2024年に日本人初のイマーム(指導者)に選ばれた藤谷勇介さん
2024年に日本人初のイマーム(指導者)に選ばれた藤谷勇介さん

 総額約12万円の半分以上を1人で負担したのはJ・ B・フェローズッディーンで、ムンバイに本社があるアフメド・アブドゥル・カリム兄弟社がそれに次ぐ大口出資者になり、神戸トルコ・タタール協会や在朝鮮タタール人、在神エジプト領事、シリア商人、エジプト領事館員らも寄付した。S・A・アハメドは海外で資金集めをしている。

 施工したのは竹中工務店で、鉄筋コンクリート造のモスク本体は、地上3階、地下1階で、設計はチェコ出身の建築家ヤン・ヨセフ・スワガー。伝統的なインド・イスラム様式で、ドーム頂上にはイスラム教のシンボル、三日月が輝いている。
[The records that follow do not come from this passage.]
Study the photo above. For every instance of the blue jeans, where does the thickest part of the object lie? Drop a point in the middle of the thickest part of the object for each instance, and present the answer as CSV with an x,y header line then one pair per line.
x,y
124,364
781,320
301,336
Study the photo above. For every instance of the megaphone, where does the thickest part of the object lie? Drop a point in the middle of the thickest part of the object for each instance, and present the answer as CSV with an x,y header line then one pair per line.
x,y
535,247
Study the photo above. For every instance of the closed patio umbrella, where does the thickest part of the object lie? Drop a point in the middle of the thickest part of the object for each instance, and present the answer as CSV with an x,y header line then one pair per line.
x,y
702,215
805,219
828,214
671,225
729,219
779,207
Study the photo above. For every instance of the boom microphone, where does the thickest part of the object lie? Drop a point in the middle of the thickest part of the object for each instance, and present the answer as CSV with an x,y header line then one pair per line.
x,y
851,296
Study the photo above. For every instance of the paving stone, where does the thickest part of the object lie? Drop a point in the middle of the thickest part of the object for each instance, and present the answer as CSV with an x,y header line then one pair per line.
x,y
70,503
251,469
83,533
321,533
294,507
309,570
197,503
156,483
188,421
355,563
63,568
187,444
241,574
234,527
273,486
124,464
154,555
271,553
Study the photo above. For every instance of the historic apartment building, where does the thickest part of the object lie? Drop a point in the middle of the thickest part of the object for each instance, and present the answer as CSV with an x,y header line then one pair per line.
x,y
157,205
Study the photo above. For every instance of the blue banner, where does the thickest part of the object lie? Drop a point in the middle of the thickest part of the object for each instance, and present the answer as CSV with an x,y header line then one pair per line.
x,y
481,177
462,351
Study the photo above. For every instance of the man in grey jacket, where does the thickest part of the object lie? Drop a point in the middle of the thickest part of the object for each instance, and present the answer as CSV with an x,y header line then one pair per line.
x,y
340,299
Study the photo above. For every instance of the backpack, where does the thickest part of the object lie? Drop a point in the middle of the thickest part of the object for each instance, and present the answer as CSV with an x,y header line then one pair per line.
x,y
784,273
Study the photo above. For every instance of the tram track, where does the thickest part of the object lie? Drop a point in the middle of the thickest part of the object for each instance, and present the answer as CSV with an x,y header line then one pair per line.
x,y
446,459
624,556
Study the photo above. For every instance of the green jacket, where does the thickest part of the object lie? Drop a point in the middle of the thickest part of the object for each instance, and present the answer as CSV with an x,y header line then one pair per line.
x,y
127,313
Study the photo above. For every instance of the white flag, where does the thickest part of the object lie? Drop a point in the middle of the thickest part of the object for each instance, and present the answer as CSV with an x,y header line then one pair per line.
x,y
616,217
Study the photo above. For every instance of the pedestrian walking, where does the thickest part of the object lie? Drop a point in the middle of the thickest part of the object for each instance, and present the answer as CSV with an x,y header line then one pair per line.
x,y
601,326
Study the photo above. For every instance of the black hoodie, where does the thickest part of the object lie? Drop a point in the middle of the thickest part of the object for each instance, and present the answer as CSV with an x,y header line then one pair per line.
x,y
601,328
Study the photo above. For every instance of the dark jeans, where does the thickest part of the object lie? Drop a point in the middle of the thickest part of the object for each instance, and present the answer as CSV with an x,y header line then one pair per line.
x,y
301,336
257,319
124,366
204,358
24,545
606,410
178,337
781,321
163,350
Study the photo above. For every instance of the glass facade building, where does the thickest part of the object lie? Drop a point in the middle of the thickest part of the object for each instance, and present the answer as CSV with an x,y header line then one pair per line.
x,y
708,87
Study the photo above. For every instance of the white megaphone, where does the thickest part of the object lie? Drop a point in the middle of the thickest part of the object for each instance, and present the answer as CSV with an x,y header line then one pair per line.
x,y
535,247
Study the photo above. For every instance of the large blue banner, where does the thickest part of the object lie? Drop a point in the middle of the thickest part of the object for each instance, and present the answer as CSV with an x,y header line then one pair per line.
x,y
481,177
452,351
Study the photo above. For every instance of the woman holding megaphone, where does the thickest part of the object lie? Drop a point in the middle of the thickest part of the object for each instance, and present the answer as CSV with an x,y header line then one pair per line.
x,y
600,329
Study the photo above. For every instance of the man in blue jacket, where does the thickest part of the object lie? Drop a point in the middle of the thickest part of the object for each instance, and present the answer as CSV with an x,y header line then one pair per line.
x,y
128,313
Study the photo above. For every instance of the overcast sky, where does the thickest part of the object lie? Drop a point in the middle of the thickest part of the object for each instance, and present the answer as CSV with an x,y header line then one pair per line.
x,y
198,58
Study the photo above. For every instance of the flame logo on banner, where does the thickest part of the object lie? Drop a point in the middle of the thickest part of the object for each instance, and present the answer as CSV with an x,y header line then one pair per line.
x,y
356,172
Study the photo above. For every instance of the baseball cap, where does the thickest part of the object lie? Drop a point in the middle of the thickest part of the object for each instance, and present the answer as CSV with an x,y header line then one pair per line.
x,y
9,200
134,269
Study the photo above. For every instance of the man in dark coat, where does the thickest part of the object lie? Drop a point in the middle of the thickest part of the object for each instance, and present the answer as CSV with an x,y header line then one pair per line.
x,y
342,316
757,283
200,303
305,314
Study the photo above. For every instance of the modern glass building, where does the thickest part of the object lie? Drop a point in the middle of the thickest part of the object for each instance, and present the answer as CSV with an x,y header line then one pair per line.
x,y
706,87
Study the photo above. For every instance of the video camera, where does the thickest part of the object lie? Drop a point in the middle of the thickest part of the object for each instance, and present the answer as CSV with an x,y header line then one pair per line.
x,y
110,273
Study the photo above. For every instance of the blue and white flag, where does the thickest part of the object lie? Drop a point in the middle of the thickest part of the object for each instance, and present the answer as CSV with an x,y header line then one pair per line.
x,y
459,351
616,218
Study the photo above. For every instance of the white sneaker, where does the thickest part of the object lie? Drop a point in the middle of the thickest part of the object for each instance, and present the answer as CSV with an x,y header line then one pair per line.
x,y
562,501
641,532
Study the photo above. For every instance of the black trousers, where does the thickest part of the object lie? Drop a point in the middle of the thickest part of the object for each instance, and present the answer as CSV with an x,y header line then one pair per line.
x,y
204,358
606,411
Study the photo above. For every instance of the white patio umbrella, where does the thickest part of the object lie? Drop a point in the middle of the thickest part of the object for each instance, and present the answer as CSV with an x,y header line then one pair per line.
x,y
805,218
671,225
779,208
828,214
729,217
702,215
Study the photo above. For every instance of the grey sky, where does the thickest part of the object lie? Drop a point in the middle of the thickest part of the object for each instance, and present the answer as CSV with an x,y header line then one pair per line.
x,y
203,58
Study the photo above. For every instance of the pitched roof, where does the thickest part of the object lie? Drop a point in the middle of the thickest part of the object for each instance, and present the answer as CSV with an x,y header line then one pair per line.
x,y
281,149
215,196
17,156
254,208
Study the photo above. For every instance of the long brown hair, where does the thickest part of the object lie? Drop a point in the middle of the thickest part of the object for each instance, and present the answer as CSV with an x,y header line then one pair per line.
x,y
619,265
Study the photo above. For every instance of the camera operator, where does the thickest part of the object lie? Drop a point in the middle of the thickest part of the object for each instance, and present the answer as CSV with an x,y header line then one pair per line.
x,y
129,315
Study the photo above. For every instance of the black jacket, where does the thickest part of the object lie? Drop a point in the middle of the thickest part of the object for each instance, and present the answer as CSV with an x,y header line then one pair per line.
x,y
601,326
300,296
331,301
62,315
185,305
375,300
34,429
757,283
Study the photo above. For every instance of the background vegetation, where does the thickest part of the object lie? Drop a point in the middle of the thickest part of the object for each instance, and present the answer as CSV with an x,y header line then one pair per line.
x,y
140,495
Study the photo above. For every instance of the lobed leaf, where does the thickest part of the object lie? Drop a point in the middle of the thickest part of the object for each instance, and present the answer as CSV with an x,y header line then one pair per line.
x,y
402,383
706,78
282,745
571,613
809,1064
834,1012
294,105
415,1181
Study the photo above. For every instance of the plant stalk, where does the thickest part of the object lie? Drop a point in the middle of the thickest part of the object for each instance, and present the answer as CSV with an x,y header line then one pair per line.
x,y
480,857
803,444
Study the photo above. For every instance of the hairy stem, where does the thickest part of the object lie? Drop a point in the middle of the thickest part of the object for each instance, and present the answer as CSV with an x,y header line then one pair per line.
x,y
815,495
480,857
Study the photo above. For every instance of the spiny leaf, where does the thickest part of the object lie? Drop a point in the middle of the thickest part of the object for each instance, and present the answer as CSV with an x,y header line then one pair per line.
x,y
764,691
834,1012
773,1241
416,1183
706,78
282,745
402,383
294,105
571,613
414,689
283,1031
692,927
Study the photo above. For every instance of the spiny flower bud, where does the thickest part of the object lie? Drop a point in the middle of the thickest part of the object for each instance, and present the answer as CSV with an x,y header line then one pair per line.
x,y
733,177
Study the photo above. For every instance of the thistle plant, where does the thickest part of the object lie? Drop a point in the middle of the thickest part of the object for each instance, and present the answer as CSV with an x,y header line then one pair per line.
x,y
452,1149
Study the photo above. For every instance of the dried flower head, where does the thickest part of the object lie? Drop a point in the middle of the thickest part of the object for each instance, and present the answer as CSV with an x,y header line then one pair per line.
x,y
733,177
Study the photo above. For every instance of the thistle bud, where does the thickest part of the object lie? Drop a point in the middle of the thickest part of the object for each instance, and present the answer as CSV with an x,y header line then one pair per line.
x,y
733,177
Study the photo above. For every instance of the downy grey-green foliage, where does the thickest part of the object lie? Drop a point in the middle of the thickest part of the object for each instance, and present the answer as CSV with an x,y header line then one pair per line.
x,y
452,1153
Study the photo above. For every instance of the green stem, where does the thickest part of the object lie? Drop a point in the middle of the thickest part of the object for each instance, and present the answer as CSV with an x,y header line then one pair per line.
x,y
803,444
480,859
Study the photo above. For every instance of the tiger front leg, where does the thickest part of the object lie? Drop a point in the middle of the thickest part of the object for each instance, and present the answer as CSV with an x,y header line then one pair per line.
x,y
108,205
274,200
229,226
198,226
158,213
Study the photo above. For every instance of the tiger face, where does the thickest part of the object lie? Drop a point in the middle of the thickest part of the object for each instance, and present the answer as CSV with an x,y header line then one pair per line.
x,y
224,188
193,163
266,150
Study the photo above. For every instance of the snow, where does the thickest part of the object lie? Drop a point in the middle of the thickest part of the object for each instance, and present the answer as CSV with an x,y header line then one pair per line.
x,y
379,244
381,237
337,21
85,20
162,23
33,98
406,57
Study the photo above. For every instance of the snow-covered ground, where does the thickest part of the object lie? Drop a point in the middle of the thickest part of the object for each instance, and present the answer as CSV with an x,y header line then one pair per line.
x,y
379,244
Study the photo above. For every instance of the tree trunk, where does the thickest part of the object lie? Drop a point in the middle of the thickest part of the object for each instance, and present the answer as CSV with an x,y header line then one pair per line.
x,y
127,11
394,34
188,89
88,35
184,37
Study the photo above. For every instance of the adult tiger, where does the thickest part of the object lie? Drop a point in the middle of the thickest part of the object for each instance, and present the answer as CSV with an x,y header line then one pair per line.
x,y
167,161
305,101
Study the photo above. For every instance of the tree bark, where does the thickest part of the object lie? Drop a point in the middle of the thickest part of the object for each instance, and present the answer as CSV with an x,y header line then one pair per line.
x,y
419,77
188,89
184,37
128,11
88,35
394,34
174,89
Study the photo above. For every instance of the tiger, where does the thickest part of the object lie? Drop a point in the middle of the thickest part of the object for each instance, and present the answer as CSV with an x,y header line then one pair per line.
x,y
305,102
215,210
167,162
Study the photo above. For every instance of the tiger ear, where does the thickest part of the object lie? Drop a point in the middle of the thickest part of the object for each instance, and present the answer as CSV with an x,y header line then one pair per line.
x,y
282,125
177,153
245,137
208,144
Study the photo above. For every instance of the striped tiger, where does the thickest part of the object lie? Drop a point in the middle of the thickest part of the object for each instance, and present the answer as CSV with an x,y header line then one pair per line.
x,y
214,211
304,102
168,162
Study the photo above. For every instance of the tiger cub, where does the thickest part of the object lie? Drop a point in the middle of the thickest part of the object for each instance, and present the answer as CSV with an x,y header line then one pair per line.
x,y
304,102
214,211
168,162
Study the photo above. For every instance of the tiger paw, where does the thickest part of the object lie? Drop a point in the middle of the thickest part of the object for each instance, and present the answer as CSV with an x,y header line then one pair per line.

 昭和9年11月30日に定礎式が行われ、他都市の参加者も含めトルコ・タタール人、インド人ら340人が参集した。在日アフガニスタン国公使、在神エジプト領事、在神英国副領事、日本人トルコ学者らが出席し、日本初のモスクは海外からも関心が寄せられた。

 竣工は昭和10年7月末で、同年8月2日の金曜日に献堂式が行われた。日本をはじめインド、ロシア、ドイツ、満州、中国、トルキスタン、ジャワ、エジプト、アフガニスタン出身のムスリムが参加し、モスク委員長のインド人がモスク建立の経緯を語った後、フェローズッディーンが銀の鍵でモスクの扉を開け、「日出づる国」初の「回教寺院の開院」を宣言した。続いて、会衆が「アッラーフ・アクバル(神は偉大なり)」と唱えながらモスクへ入り、フェローズッディーンによりミナレットの上から、アザーンが行われた後、初めての金曜礼拝が行われた。

1階にある礼拝堂
1階にある礼拝堂

 献堂式の後、近くのトーアホテル(昭和25年に焼失)で祝賀会が開かれ、約600人が出席。神戸市長はじめ在神英国副領事、エジプト領事、各国領事、外国人商工会議所代表も顔をそろえ、勝田銀次郎神戸市長は、「回教徒と日本との親交の増進を助望する」と祝辞を寄せた。地元紙は「国際港都にふさわしい颯爽たる姿」と報じた。

 タタール人少年による聖典コーランの朗唱、モスク委員長のあいさつに続いて、全インド・ムスリム連盟のミヤン・アブドゥルアズィーズ元議長が演説し、「神戸モスクの建立は日本の宗教的寛容性を象徴するものだ」と述べている。

 モスクの運営は、組織の主体はスンナ派、法学派としてハナフィー学派で、理事や監事は「スンニー・ハナフィー・ムスリム」により選任されることになった。

 神戸モスクは頑強な地下室と建築構造で昭和20年の神戸大空襲による焼失を免れ、平成7年の阪神・淡路大震災でも倒壊せず、避難民の収容施設として利用された。信者が集う神聖な祈りの場は一般公開され、隣接するイスラム文化センターと合わせイスラム文化を知る空間になっている。